No doubt the going has been tough in the last five years, and only truly committed players have stayed back. The intermediaries that have dropped out were probably part-timers and those who were not very serious about this profession. Why would any player with an established client base leave the business?

One thing I believe, which is essential for success in this business, is to build a lifetime relationship with clients. Instead, many intermediaries follow a short-term transactional approach. They see clients as money-making machines and go to them only when a new mutual fund scheme or insurance plan is launched, but fail to maintain a consistent relationship, after selling the product. Investors really get cheesed off with this attitude.

We follow a lifecycle approach at Bajaj Capital. We assist clients in building and monitoring their investments and lead them towards achieving their financial goals. We use a 360 degree assessment to give them a complete snapshot of their financial life. We keep reviewing their financial situation on a regular basis. We have done financial assessment for over one lakh clients so far. Only last month, we reviewed close to 17,000 clients’ investments. We have families who have been using our services to manage their finances over four generations now.

How many investors does Bajaj Capital service today? And how many qualified advisors make up your feet-on-the-street?

Our client base would be close to a million with assets of ₹12,000 crore invested through us. We have around 500 certified relationship managers in-house and over 4,000 independent associates who route their business through us.

Recently, regulators have opened up direct options to investors, so that distributors can be completely bypassed. The direct plans are cheaper too. Does that pose a threat to the distribution business?

Not really, because I feel most investors lack time and awareness to take investment decisions on their own. I recently read about how the insurance industry in Australia has been selling direct plans in a big way. And that has become a headache for the industry as many investors are avoiding life insurance altogether due to lack of assistance in settlement and rejection of claims. No one explained to them the exclusions due to pre-existing conditions. The same can happen with unguided sales in mutual funds also.

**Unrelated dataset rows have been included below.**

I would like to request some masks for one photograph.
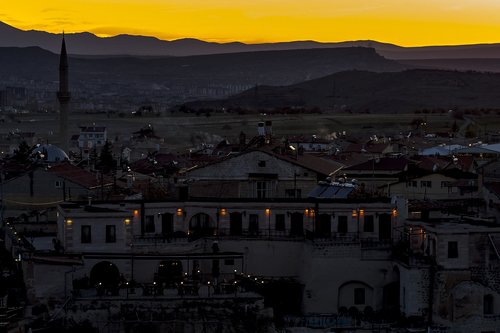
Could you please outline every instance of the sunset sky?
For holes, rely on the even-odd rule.
[[[500,42],[500,0],[2,0],[23,30],[247,43],[372,39],[404,46]]]

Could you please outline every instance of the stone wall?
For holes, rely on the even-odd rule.
[[[429,311],[429,267],[399,264],[401,312],[406,316],[427,316]]]

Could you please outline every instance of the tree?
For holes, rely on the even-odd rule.
[[[30,160],[31,147],[23,141],[19,147],[14,151],[14,159],[19,163],[27,163]]]
[[[116,161],[113,158],[112,148],[113,146],[107,140],[104,146],[102,146],[101,154],[99,155],[99,169],[103,173],[109,173],[116,168]]]

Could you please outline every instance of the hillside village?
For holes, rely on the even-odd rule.
[[[499,332],[499,133],[273,125],[6,133],[1,329]]]

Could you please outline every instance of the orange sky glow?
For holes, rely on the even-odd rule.
[[[23,30],[246,43],[372,39],[403,46],[500,42],[498,0],[26,0],[0,7]]]

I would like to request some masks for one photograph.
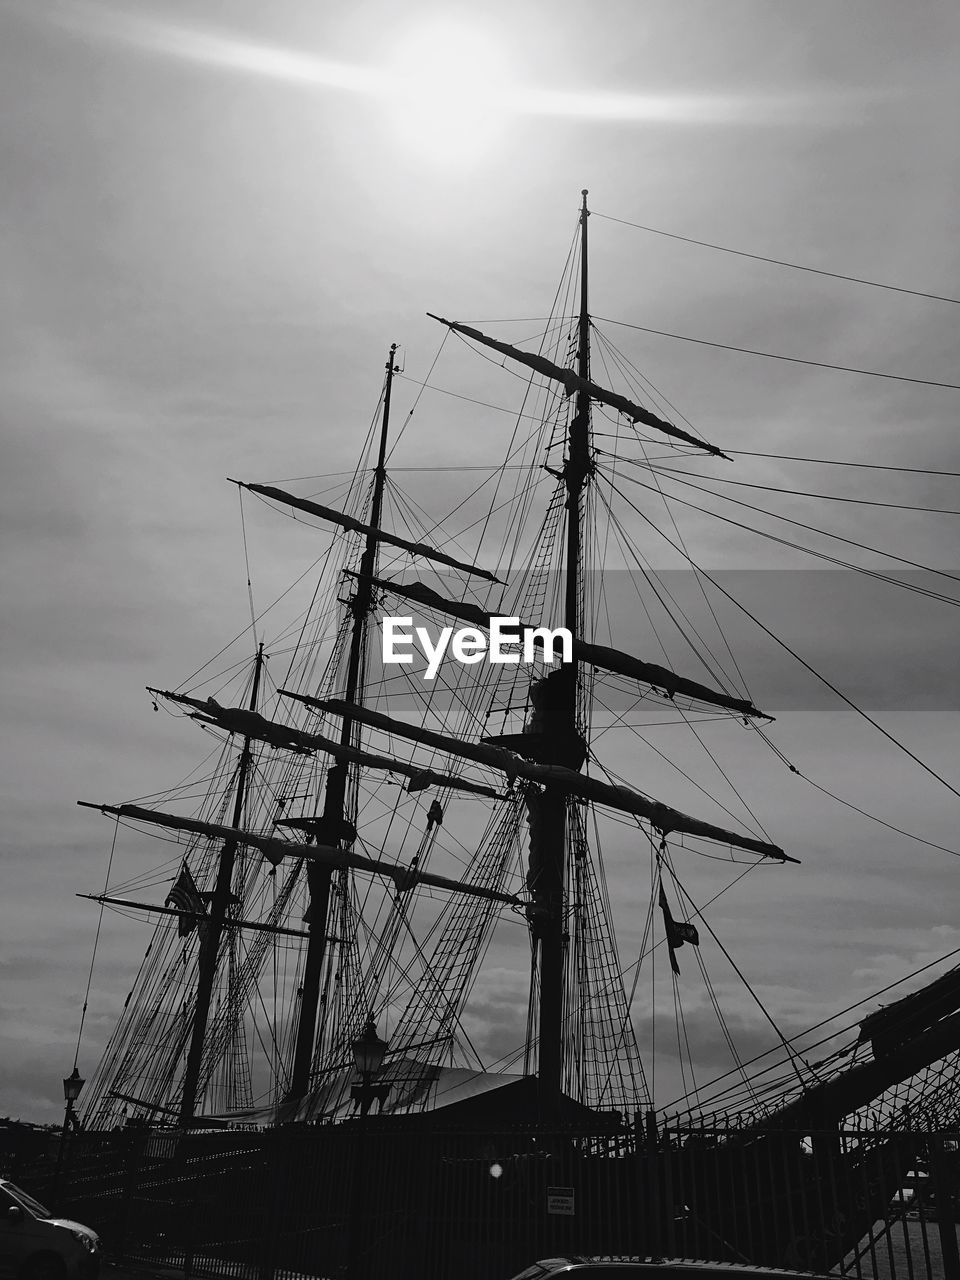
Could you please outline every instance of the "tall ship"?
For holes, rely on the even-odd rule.
[[[606,1160],[590,1177],[608,1200],[645,1188],[633,1251],[662,1250],[683,1219],[679,1251],[832,1266],[902,1180],[918,1117],[955,1116],[960,975],[802,1046],[762,1010],[768,1047],[698,1077],[684,987],[697,981],[698,1018],[732,1041],[708,956],[743,976],[711,928],[701,869],[716,898],[779,864],[768,917],[780,875],[803,869],[783,865],[797,850],[726,771],[722,752],[779,753],[772,716],[721,625],[729,593],[688,555],[658,481],[731,459],[594,324],[588,228],[584,192],[533,338],[433,317],[442,353],[502,366],[504,398],[519,398],[501,463],[452,510],[426,510],[398,481],[416,419],[397,407],[396,346],[352,473],[234,481],[244,509],[298,522],[315,564],[188,681],[150,687],[158,710],[193,722],[192,771],[146,799],[83,802],[112,827],[114,872],[91,896],[153,923],[82,1126],[338,1142],[367,1122],[410,1147],[470,1133],[478,1159],[484,1133],[516,1132],[500,1149],[526,1156],[530,1177],[536,1134],[544,1160],[561,1156],[542,1135],[563,1134],[571,1186],[575,1151]],[[641,530],[686,565],[679,579],[653,567]],[[652,792],[645,761],[651,747],[666,759],[657,735],[677,726],[721,794],[682,769],[683,803],[676,787]],[[142,860],[148,840],[162,842],[154,869],[125,879],[125,850]],[[865,1127],[870,1142],[842,1138]],[[708,1169],[712,1207],[695,1212]],[[737,1214],[724,1185],[764,1211]],[[591,1242],[602,1250],[596,1230]]]

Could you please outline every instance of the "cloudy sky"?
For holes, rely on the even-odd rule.
[[[960,16],[935,0],[3,0],[0,24],[0,1114],[49,1120],[96,926],[73,895],[97,890],[107,856],[105,825],[74,802],[185,772],[184,726],[154,717],[142,689],[185,679],[244,625],[225,477],[351,466],[390,342],[402,346],[398,398],[413,403],[439,342],[428,309],[546,314],[581,188],[607,215],[590,224],[593,311],[704,436],[960,471],[956,390],[609,323],[957,381],[950,302],[623,223],[960,296]],[[478,398],[509,404],[513,391]],[[510,419],[453,404],[424,397],[398,462],[497,460]],[[960,510],[946,476],[745,455],[723,466],[726,479]],[[462,483],[409,476],[425,503]],[[955,516],[724,492],[957,568]],[[700,563],[740,574],[752,611],[960,788],[952,607],[793,576],[822,563],[690,509],[677,519]],[[252,519],[254,577],[283,558],[292,578],[316,548],[286,527],[271,544],[269,523]],[[756,569],[770,572],[745,573]],[[955,795],[749,628],[737,634],[803,772],[960,847]],[[767,829],[803,867],[771,873],[773,890],[751,880],[717,927],[788,1030],[960,945],[955,857],[770,760],[752,782]],[[130,922],[107,921],[86,1074],[141,950]]]

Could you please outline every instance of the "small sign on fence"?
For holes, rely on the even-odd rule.
[[[573,1217],[573,1187],[547,1187],[547,1213]]]

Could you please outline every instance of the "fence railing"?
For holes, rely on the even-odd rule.
[[[53,1207],[188,1276],[506,1280],[577,1254],[960,1280],[956,1134],[418,1120],[71,1135]],[[51,1169],[20,1178],[42,1200]]]

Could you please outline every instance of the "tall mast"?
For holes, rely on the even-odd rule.
[[[253,668],[253,687],[250,690],[250,710],[256,711],[257,698],[260,693],[260,675],[263,671],[263,645],[257,648],[257,659]],[[243,806],[247,796],[247,782],[250,776],[252,760],[251,741],[243,740],[240,762],[237,767],[237,790],[233,800],[233,821],[231,826],[239,827],[243,820]],[[220,939],[223,936],[224,921],[227,908],[233,898],[233,867],[236,860],[237,841],[224,841],[220,850],[220,861],[217,866],[217,883],[210,901],[209,921],[200,927],[200,956],[197,969],[197,1000],[193,1014],[193,1027],[190,1032],[190,1048],[187,1050],[187,1065],[183,1076],[183,1096],[180,1099],[180,1124],[186,1125],[193,1119],[197,1105],[197,1086],[200,1083],[200,1070],[203,1065],[203,1047],[207,1034],[207,1021],[210,1016],[210,997],[213,994],[213,983],[217,973],[217,953],[220,950]]]
[[[581,192],[580,206],[580,319],[578,324],[577,373],[584,382],[590,380],[590,315],[587,311],[587,192]],[[581,387],[577,392],[576,412],[570,421],[567,444],[567,466],[564,478],[569,498],[567,517],[567,582],[564,625],[576,639],[582,639],[580,614],[581,510],[580,498],[590,473],[590,395]],[[577,667],[571,664],[573,689],[572,713],[576,715]],[[575,729],[576,725],[572,727]]]
[[[373,473],[373,499],[370,504],[369,525],[371,531],[380,527],[383,513],[383,491],[387,480],[387,432],[390,427],[390,393],[396,372],[394,359],[397,344],[390,347],[387,357],[387,378],[383,393],[383,418],[380,424],[380,450]],[[377,539],[368,533],[357,575],[357,590],[351,603],[353,631],[350,637],[350,655],[347,661],[346,699],[361,702],[363,697],[363,664],[366,647],[367,616],[373,603],[373,574],[376,568]],[[343,721],[340,741],[343,746],[352,745],[356,728],[349,717]],[[347,797],[347,765],[331,765],[327,770],[324,792],[323,817],[318,832],[320,843],[337,848],[353,843],[353,833],[345,824]],[[322,837],[322,838],[321,838]],[[320,999],[320,980],[326,954],[327,919],[330,913],[330,886],[333,870],[315,862],[307,864],[307,884],[310,889],[309,940],[304,962],[303,983],[300,991],[300,1017],[297,1023],[297,1040],[293,1051],[293,1067],[290,1073],[288,1097],[302,1098],[310,1083],[310,1066],[313,1060],[314,1040],[317,1033],[317,1008]]]
[[[580,206],[580,319],[577,372],[584,383],[590,376],[590,316],[587,311],[587,192]],[[583,630],[580,574],[582,547],[582,496],[590,473],[590,394],[581,387],[567,436],[564,482],[567,488],[566,581],[564,626],[574,639]],[[551,737],[551,761],[579,769],[584,744],[577,716],[576,658],[547,679],[548,714],[555,732]],[[559,787],[544,788],[540,806],[542,857],[534,886],[534,938],[540,950],[540,1021],[537,1056],[541,1118],[553,1115],[559,1106],[563,1085],[564,1038],[564,958],[567,945],[564,885],[568,844],[569,801]]]

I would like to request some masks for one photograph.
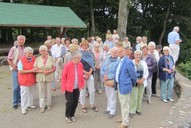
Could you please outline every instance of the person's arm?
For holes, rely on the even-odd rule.
[[[66,91],[66,81],[67,81],[67,72],[68,72],[68,65],[66,64],[64,66],[64,70],[62,72],[62,78],[61,78],[61,90],[65,93]]]
[[[135,85],[135,83],[137,82],[137,72],[135,70],[135,65],[133,64],[133,62],[131,60],[128,62],[127,70],[131,77],[132,84]]]

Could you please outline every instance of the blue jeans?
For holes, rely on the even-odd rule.
[[[13,106],[18,105],[21,103],[21,95],[20,95],[20,85],[18,82],[18,71],[12,71],[12,78],[13,78]]]
[[[160,80],[161,87],[161,99],[172,99],[172,91],[174,86],[174,78],[166,79],[165,81]],[[166,96],[167,91],[167,96]]]

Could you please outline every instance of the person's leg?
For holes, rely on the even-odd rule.
[[[137,98],[137,112],[141,113],[141,106],[142,106],[142,99],[143,99],[143,93],[144,93],[145,87],[140,86],[138,88],[138,98]]]
[[[29,87],[21,86],[21,111],[23,114],[26,114],[26,110],[28,107],[28,94]]]
[[[147,102],[150,104],[151,103],[151,94],[152,94],[152,87],[151,83],[152,82],[152,77],[147,78],[147,86],[146,86],[146,91],[147,91]]]
[[[46,82],[46,98],[47,98],[47,105],[50,107],[52,105],[52,93],[51,93],[51,82]]]
[[[18,103],[21,102],[20,99],[20,86],[18,83],[18,71],[12,71],[12,78],[13,78],[13,106],[17,106]]]
[[[167,85],[167,92],[168,92],[167,98],[169,100],[172,100],[172,92],[173,92],[173,86],[174,86],[173,84],[174,84],[174,78],[169,79],[168,85]]]
[[[95,104],[95,86],[94,86],[94,77],[92,75],[87,80],[87,87],[90,95],[90,105],[92,107]]]
[[[178,60],[180,46],[178,44],[169,44],[170,47],[170,55],[173,57],[174,63]]]
[[[98,81],[99,74],[98,73],[99,73],[98,70],[94,72],[94,85],[95,85],[96,92],[99,91],[99,81]]]
[[[34,100],[34,93],[35,93],[36,85],[32,85],[29,87],[29,101],[28,101],[28,107],[34,106],[33,100]]]
[[[66,98],[66,111],[65,111],[65,116],[67,118],[71,118],[72,115],[72,109],[73,109],[73,104],[74,104],[74,97],[73,97],[73,92],[65,92],[65,98]]]
[[[83,107],[86,107],[86,80],[84,80],[84,88],[80,90],[80,103],[82,105],[82,108]]]
[[[121,115],[122,115],[122,125],[129,125],[129,104],[130,104],[130,94],[122,95],[118,91],[119,102],[121,105]]]
[[[115,115],[116,111],[116,97],[117,92],[114,90],[114,88],[108,87],[110,89],[110,114]]]
[[[156,84],[157,84],[157,74],[158,72],[154,72],[153,73],[153,77],[152,77],[152,94],[156,94]]]
[[[72,110],[71,110],[71,117],[74,117],[74,115],[75,115],[76,108],[78,106],[79,94],[80,94],[80,92],[79,92],[78,89],[74,89],[73,90],[73,100],[74,100],[74,103],[73,103],[73,107],[72,107]]]
[[[45,108],[45,83],[38,83],[38,91],[39,91],[39,106],[40,108]]]
[[[167,80],[163,81],[160,80],[160,86],[161,86],[161,99],[166,100],[166,89],[167,89]]]
[[[135,114],[137,110],[138,87],[133,87],[130,97],[129,113]]]

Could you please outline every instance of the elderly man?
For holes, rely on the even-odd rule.
[[[173,31],[168,34],[168,43],[171,50],[171,56],[173,57],[174,63],[178,60],[178,55],[180,52],[179,44],[182,42],[179,36],[179,27],[174,27]]]
[[[19,35],[17,37],[17,45],[13,46],[8,54],[7,61],[9,63],[10,70],[12,71],[13,78],[13,108],[17,109],[18,104],[21,103],[20,85],[18,83],[18,70],[17,64],[19,60],[24,56],[24,43],[25,36]]]
[[[121,105],[122,115],[122,121],[120,121],[121,124],[118,126],[118,128],[128,128],[130,93],[132,91],[132,86],[137,81],[137,73],[132,60],[125,56],[125,49],[120,47],[118,48],[118,51],[120,61],[116,69],[115,81],[118,88],[118,97]]]

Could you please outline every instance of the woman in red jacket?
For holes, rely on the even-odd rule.
[[[84,88],[83,65],[80,62],[81,53],[79,51],[72,53],[72,60],[64,65],[62,73],[62,91],[66,98],[66,122],[75,122],[74,117],[79,98],[79,91]]]
[[[35,57],[34,50],[31,47],[26,47],[25,56],[18,62],[18,80],[21,86],[21,110],[22,114],[27,113],[27,107],[35,109],[33,105],[33,95],[36,84],[36,74],[33,68]]]

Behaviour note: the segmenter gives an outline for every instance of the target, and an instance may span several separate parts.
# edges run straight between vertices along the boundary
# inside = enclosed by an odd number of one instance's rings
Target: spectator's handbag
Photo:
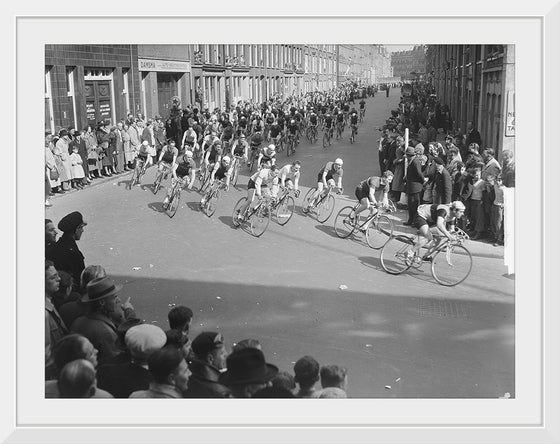
[[[56,169],[56,167],[53,167],[49,170],[49,178],[51,180],[58,180],[59,177],[60,177],[60,174],[58,173],[58,170]]]

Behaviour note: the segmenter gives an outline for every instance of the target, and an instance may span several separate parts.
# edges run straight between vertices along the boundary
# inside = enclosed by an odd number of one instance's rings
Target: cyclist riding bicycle
[[[257,165],[259,168],[264,167],[265,164],[268,166],[274,165],[276,163],[276,147],[273,144],[265,146],[259,152],[259,157],[257,159]]]
[[[341,133],[344,131],[344,114],[341,112],[336,115],[336,127],[340,128]]]
[[[171,185],[167,187],[167,194],[163,200],[164,208],[169,204],[169,199],[171,198],[171,193],[173,188],[177,183],[177,180],[187,180],[188,179],[188,189],[191,190],[194,183],[194,173],[196,171],[196,164],[193,159],[193,152],[190,150],[185,151],[185,154],[179,156],[177,162],[173,165],[171,169]]]
[[[333,131],[333,118],[330,114],[327,113],[327,115],[325,116],[325,122],[324,122],[324,127],[325,130],[329,132],[329,136],[332,137],[332,131]]]
[[[229,178],[231,176],[230,164],[231,160],[229,156],[224,156],[222,157],[221,162],[216,162],[216,165],[214,165],[214,168],[212,169],[212,174],[210,175],[210,187],[208,188],[208,191],[206,191],[204,196],[202,196],[202,199],[200,199],[200,205],[204,205],[206,203],[206,199],[212,192],[216,180],[221,181],[225,184],[226,191],[229,190]]]
[[[277,145],[278,142],[280,141],[280,137],[282,137],[281,132],[282,132],[282,128],[280,128],[280,125],[278,125],[277,122],[274,122],[272,125],[270,125],[268,131],[268,138],[272,143]]]
[[[183,139],[181,140],[181,146],[183,147],[183,149],[193,150],[197,139],[198,136],[196,134],[196,131],[193,129],[192,126],[189,125],[189,127],[183,134]]]
[[[311,109],[311,113],[309,114],[309,126],[311,128],[317,128],[318,116],[315,114],[313,108]]]
[[[296,197],[299,196],[299,176],[301,174],[301,162],[295,160],[292,164],[284,165],[278,171],[280,186],[289,190],[295,190]]]
[[[327,164],[321,168],[319,174],[317,175],[317,190],[313,193],[309,206],[315,206],[317,199],[323,193],[323,188],[338,188],[338,193],[342,192],[342,175],[344,170],[342,169],[342,159],[338,158],[334,162],[327,162]],[[335,182],[336,177],[336,182]],[[308,211],[308,210],[307,210]]]
[[[204,168],[205,171],[212,171],[216,162],[219,162],[222,158],[222,143],[217,140],[214,142],[212,147],[206,152],[204,156]]]
[[[356,134],[358,134],[358,114],[354,112],[350,115],[350,127]]]
[[[415,253],[420,251],[420,248],[426,246],[432,247],[434,234],[441,234],[449,240],[453,240],[452,234],[447,230],[446,225],[450,225],[450,231],[455,228],[455,221],[463,216],[465,213],[465,204],[456,200],[450,204],[424,204],[418,207],[416,217],[414,219],[414,226],[418,228],[418,242],[412,250],[408,251],[408,257],[413,257]],[[441,239],[444,242],[445,239]]]
[[[290,120],[290,123],[288,124],[288,138],[293,139],[294,142],[296,142],[298,139],[298,130],[299,127],[295,119]]]
[[[210,134],[208,134],[207,136],[204,137],[204,140],[202,141],[202,152],[204,154],[206,154],[206,152],[208,151],[208,149],[212,146],[214,146],[214,144],[216,142],[220,142],[220,139],[218,138],[218,136],[216,135],[215,131],[212,131]],[[221,143],[221,142],[220,142]]]
[[[147,140],[144,140],[138,148],[138,159],[144,162],[144,171],[152,165],[153,150]]]
[[[381,200],[382,205],[387,205],[389,202],[389,190],[391,182],[393,181],[393,173],[387,170],[383,173],[381,177],[368,177],[366,180],[362,180],[360,184],[356,187],[355,195],[360,202],[356,211],[350,214],[351,219],[359,220],[360,213],[365,210],[373,211],[373,208],[377,206],[377,199],[375,198],[376,191],[383,192],[383,198]],[[363,227],[363,230],[367,230],[369,224]]]
[[[247,184],[247,201],[241,206],[237,215],[239,220],[243,220],[243,215],[252,205],[255,195],[258,198],[262,197],[263,188],[266,188],[267,194],[273,197],[278,193],[278,167],[276,165],[263,168],[251,176]],[[269,190],[269,188],[271,189]]]
[[[165,167],[171,169],[177,160],[179,150],[175,148],[175,140],[169,140],[169,143],[161,149],[158,159],[158,173],[163,172]]]
[[[366,101],[364,99],[360,100],[360,111],[366,110]]]
[[[236,159],[236,158],[243,158],[245,159],[245,161],[247,161],[248,156],[249,156],[249,144],[247,143],[247,139],[245,138],[245,134],[241,134],[241,136],[239,136],[239,139],[237,139],[235,142],[233,142],[233,145],[231,146],[231,156]],[[234,160],[235,162],[235,160]]]

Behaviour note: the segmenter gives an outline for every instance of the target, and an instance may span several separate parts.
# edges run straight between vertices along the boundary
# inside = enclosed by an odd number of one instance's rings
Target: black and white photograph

There are so many rules and regulations to guard the investor against ‘mis-selling’ by distributors. But who is to protect the investor against ‘mis-buying’?

When you are investing to create wealth over a lifetime, saving a small amount on transaction fees should not be the objective. People often make mistakes while investing on their own. While going direct, one may not choose the right asset allocation, or buy unsuitable products. For instance, if you buy an equity fund with a two-year goal, it is quite likely you won’t get the expected returns. I am not averse to direct plans because they keep distributors alert to not take investors for granted. But they aren’t suitable for all kinds of investors.

I haven’t ever met a product manufacturer who comes and tells you — “my equity fund is not performing, please pull the money out from my fund and invest it with my competitor". This is the intermediary’s role.

As you complete 50 years, what do you see as the way forward?

We are very excited; we entered our 50th year on February 19. This has been a journey full of learnings and yes, a few mistakes. Expect us to be much more client-centric. We want to be more discerning in product selection, conducting mandatory reviews, using technology to further enhance the service experience and offering online and mobile transactions. This is an extremely important milestone for us and we are looking at this opportunity to reconnect with our clients.